Azerbaijan has made clear that it will not allow the Organization for Security and Cooperation in Europe to deploy monitors on the Armenian-Azerbaijani frontlines around Nagorno-Karabakh.
“In the absence of withdrawal of the Armenian troops from the occupied territories, such a deployment would lead only to further consolidation of the status quo and prolongation of the conflict,” the Azerbaijani mission to the OSCE headquarters in Vienna said on Thursday.
The presidents of Armenia and Azerbaijani agreed to the expansion of a small OSCE team periodically monitoring ceasefire in the Karabakh conflict zone when they met in the Austrian capital in May last year. The talks, hosted by then-U.S. Secretary of State John Kerry and Russian Foreign Minister Sergey Lavrov, came just over a month after the outbreak of the worst fighting along the Karabakh “line of contact” in over two decades.

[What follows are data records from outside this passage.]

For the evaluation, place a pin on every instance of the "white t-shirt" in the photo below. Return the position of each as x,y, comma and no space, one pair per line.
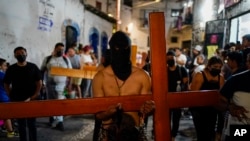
57,62
86,58
199,68
182,57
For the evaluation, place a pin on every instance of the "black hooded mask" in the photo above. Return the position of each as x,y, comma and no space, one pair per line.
120,47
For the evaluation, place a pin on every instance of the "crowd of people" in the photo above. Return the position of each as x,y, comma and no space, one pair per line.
226,71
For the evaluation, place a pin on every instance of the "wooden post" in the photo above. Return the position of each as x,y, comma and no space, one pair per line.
163,100
159,75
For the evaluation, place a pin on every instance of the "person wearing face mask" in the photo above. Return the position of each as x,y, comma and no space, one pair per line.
22,82
120,78
55,85
176,74
205,118
5,99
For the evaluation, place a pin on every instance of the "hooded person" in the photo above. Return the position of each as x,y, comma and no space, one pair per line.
120,48
120,78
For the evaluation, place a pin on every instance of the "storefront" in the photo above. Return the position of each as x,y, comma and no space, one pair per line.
238,14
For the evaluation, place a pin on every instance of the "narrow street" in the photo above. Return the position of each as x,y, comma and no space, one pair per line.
80,128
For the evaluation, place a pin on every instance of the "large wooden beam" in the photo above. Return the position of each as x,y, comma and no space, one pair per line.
87,72
159,75
81,106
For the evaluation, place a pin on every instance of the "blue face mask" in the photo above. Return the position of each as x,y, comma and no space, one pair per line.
215,72
21,58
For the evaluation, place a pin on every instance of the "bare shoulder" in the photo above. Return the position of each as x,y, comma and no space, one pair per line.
198,77
139,72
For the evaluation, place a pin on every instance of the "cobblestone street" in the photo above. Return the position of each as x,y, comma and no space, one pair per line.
80,128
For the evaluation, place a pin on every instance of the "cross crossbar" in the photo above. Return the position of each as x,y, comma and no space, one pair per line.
163,100
87,72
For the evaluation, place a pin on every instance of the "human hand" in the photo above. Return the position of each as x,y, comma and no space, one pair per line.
28,99
106,115
237,111
148,107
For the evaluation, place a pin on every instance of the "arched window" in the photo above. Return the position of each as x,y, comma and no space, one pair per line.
71,37
94,40
104,42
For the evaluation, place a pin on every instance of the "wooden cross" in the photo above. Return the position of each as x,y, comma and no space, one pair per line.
163,100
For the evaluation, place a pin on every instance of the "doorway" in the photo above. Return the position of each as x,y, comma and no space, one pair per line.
71,37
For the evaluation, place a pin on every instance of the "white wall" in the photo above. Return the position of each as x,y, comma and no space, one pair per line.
91,20
19,20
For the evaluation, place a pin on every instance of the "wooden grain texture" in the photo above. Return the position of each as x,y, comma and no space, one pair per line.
86,72
163,100
159,75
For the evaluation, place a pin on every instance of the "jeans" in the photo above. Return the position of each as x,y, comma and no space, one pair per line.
31,133
86,87
176,116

In a joint statement issued at the time, Lavrov, Kerry and a senior French official said Presidents Ilham Aliyev and Serzh Sarkisian also pledged to “finalize in the shortest possible time” a mechanism for OSCE investigations of ceasefire violations. None of these two measures backed by Armenia has been put into practice to date.
“Unfortunately, we are faced with introduction of unacceptable elements such as deployment of OSCE observers to the Line of Confrontation, which is a change of modus operandi of [the Office of the Personal Representative of the OSCE Chairperson-in-Office] and not in line with agreements reached at the level of Presidents,” the Azerbaijani mission said in a statement read out at Thursday’s meeting of the OSCE’s Permanent Council.

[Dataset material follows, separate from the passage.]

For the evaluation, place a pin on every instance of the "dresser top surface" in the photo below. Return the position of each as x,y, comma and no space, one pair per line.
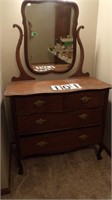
31,87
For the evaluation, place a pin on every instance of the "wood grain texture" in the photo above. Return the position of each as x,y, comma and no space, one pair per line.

“Azerbaijan cannot accept such a dangerous development in the conflict zone as it contradicts the very purpose of entire [OSCE] Minsk process,” it added.

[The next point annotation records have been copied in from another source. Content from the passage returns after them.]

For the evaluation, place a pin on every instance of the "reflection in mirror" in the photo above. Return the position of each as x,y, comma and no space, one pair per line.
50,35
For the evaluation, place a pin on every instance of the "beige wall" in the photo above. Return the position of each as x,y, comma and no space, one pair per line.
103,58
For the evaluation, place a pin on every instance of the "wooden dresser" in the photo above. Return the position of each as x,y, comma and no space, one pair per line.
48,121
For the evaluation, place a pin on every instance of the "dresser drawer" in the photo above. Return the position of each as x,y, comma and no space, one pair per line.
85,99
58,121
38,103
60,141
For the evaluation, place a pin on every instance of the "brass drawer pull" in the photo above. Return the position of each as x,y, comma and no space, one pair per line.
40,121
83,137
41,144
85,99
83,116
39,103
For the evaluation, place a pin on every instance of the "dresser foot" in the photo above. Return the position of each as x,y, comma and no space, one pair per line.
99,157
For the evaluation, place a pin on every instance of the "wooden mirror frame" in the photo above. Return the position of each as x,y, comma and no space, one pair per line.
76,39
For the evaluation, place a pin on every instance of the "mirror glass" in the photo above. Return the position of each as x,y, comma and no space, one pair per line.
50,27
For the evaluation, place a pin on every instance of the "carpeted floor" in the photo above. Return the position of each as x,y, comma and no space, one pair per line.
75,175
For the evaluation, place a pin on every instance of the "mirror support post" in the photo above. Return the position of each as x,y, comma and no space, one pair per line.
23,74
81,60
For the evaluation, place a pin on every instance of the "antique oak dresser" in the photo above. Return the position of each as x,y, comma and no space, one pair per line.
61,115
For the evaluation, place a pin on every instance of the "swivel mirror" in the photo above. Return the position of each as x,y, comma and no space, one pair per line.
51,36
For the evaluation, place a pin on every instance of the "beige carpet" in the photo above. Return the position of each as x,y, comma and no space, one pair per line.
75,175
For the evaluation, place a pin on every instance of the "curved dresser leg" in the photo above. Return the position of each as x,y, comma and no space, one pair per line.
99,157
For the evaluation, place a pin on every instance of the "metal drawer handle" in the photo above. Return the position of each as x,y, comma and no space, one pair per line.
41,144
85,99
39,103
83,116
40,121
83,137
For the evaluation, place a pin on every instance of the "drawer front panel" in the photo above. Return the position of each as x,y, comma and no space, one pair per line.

The existing OSCE team led by Andzrej Kasprzyk consists of a handful of officials who regularly travel to Karabakh and the Armenian-Azerbaijani border to briefly monitor the parties’ compliance with the ceasefire regime. The Azerbaijani statement suggests that the OSCE would like to not only expand the largely symbolic mission but also have the monitors stationed in or around Karabakh.
Baku has been just as reluctant to allow international investigations of truce violations there. The Russian Foreign Ministry revealed in November that Aliyev said “there is no need to investigate armed incidents” at a follow-up meeting with Sarkisian held in Saint-Petersburg in June. Yerevan has since repeatedly accused Baku of walking away from the confidence-building agreements.
The Azerbaijani delegation said the truce safeguards sought by the U.S., Russian and French mediators must be “synchronized with settlement of the conflict.” It claimed that the Armenian side is insisting on these measures in order to avoid “substantive negotiations” on a Karabakh peace.
“Such negotiations are not happening now because they were dealt a very serious blow by Azerbaijan’s April [2016] aggression against Karabakh,” Armenian Foreign Minister Edward Nalbandian countered on Friday. “This is why Armenia and the three mediating countries are continuing efforts to create appropriate conditions for advancing the negotiation process.”
“We should keep trying to move this process forward. But first and foremost, we have to prevent the kind of events that occurred in April last year,” Nalbandian told a joint news conference with his visiting Greek counterpart, Nikos Kotzias.
Lavrov said on Monday that a “de-escalation of the situation” in the conflict zone is essential for the resumption of “substantive” peace talks. The Russian minister said the two warring sides should therefore take the confidence-building measures agreed at the Vienna summit.
French President Francois Hollande likewise called for the launch of “verification mechanisms” in Karabakh after meeting with Sarkisian in Paris on Wednesday. Hollande said they are needed to “prevent and even sanction actions that might be contrary to peace.”
Speaking after talks with Azerbaijani Foreign Minister Elmar Mammadyarov, Lavrov also said that the parties are still far apart on “two or three” elements of a framework peace accord that has been advanced by the Russian, U.S. and French mediators for the past decade. He did not specify them. Nalbandian also refused to shed light on these sticking points.
The proposed deal calls for the liberation of virtually all seven districts around Karabakh that were fully or partly occupied by Karabakh Armenian forces in 1991-1994. In return, Karabakh’s predominantly Armenian population would be able to determine the territory’s internationally recognized status in a future referendum.